1
Se alegrarán el desierto y la tierra seca; la estepa se regocijará y florecerá como un lirio.
2
Florecerá con abundancia y saltará de alegría con cantos de júbilo. Le será dada la gloria del Líbano, el esplendor del Carmelo y de Sarón. Todos verán la gloria de Yahvé, la majestad de nuestro Dios.
3
Fortalezcan las manos cansadas y den firmeza a las rodillas temblorosas.
4
Digan a los de corazón angustiado: “¡Sean fuertes, no tengan miedo!

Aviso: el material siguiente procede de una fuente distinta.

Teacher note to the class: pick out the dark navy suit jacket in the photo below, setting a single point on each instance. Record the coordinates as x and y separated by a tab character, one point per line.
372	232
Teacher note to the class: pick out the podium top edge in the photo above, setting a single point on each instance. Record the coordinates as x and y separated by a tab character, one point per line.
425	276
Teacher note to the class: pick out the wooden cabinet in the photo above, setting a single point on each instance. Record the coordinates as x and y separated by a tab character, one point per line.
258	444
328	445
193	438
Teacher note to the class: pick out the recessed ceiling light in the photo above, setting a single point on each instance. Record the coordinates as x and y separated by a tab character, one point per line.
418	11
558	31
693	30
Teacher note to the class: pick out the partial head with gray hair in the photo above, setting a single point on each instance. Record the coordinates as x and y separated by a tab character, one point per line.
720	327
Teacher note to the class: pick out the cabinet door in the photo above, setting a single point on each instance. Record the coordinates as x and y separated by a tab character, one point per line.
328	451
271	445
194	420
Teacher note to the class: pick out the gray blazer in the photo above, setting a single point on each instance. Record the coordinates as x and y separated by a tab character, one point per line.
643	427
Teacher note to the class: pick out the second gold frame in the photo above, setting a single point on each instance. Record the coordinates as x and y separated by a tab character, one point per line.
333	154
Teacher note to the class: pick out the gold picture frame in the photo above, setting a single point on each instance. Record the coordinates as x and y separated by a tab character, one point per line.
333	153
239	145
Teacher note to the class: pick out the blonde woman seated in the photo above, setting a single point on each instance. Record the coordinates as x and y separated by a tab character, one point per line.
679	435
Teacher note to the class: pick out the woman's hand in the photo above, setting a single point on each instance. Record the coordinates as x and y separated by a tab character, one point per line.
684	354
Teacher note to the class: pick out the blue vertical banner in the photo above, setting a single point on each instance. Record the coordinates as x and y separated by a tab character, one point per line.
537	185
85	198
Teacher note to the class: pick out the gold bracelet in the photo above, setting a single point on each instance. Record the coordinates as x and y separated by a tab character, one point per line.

Miren que su Dios viene para vengarlos, para darles su recompensa; él mismo viene para salvarlos”.
5
Entonces se abrirán los ojos de los ciegos y se destaparán los oídos de los sordos.
6
Entonces el cojo saltará como un venado y la lengua del mudo cantará de alegría; porque brotarán aguas en el desierto y torrentes en la llanura.
7
La arena ardiente se volverá un estanque y la tierra sedienta manantiales de agua; donde antes se echaban los chacales, crecerán cañas y juncos.
8
Habrá allí una calzada, un camino que será llamado “El Camino de Santidad”. No pasarán por él los impuros, pues será solo para quienes caminan en él; ni los necios andarán por ahí.
9
No habrá allí leones, ni fieras salvajes subirán por él; allí no se encontrarán, sino que por él caminarán los redimidos.
10
Volverán los rescatados por Yahvé, entrarán en Sión entre gritos de alegría, y una felicidad eterna coronará sus cabezas. Alcanzarán gozo y alegría, y se alejarán la tristeza y el llanto.